* [PATCH v4 0/4] apei/ghes: don't OOPS with bad ARM error CPER records
@ 2026-01-06 10:01 Mauro Carvalho Chehab
2026-01-06 10:01 ` [PATCH v4 1/4] apei/ghes: ARM processor Error: don't go past allocated memory Mauro Carvalho Chehab
0 siblings, 1 reply; 3+ messages in thread
From: Mauro Carvalho Chehab @ 2026-01-06 10:01 UTC (permalink / raw)
To: Rafael J. Wysocki, Robert Moore
Cc: Mauro Carvalho Chehab, Ard Biesheuvel, Ankit Agrawal,
Borislav Petkov, Breno Leitao, Dan Williams, Dave Jiang,
Gregory Price, Hanjun Guo, Jason Tian, Jonathan Cameron,
Jonathan Cameron, Len Brown, Mauro Carvalho Chehab, Shuai Xue,
Smita Koralahalli, Tony Luck, acpica-devel, linux-acpi,
linux-edac, linux-efi, linux-kernel, pengdonglin
Rafael,
Current parsing logic at apei/ghes for ARM Processor Error
assumes that the record sizes are correct.

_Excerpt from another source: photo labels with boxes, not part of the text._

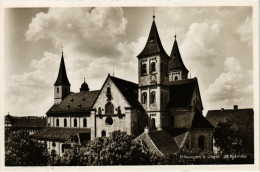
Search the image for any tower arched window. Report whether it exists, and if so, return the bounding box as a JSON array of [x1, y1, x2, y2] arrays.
[[106, 87, 112, 101], [151, 91, 156, 104], [105, 102, 114, 115], [74, 118, 78, 127], [64, 118, 67, 127], [142, 92, 147, 104], [98, 107, 102, 115], [150, 62, 156, 73], [198, 136, 205, 150], [56, 119, 60, 127], [141, 64, 147, 75], [152, 118, 155, 128], [83, 118, 87, 127], [161, 92, 164, 105], [101, 130, 106, 137]]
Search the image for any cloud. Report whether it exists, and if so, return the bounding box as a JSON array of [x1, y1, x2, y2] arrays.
[[206, 57, 253, 106], [25, 8, 127, 58], [236, 16, 253, 46]]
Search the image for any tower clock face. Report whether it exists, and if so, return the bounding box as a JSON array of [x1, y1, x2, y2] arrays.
[[150, 75, 156, 82]]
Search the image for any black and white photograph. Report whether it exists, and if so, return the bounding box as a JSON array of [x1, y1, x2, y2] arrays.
[[1, 3, 259, 169]]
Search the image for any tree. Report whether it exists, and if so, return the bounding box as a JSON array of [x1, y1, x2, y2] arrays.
[[214, 121, 243, 154], [5, 130, 49, 166], [52, 131, 158, 165]]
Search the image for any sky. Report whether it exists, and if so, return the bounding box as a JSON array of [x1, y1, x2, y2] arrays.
[[4, 6, 253, 116]]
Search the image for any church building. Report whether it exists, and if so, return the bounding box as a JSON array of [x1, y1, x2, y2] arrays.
[[33, 16, 214, 156]]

Yet, a bad BIOS
might produce malformed GHES reports.
Worse than that, it may end exposing data from other memory
addresses, as the logic may end dumping large portions of
the memory.
Avoid that by checking the buffer sizes where needed.
---
v4:
- addressed Jonathan comments;
- added two extra patches to prevent other OOM issues.
v3:
- addressed Shuai feedback;
- moved all ghes code to one patch;
- fixed a typo and a bad indent;
- cleanup the size check logic at ghes.c.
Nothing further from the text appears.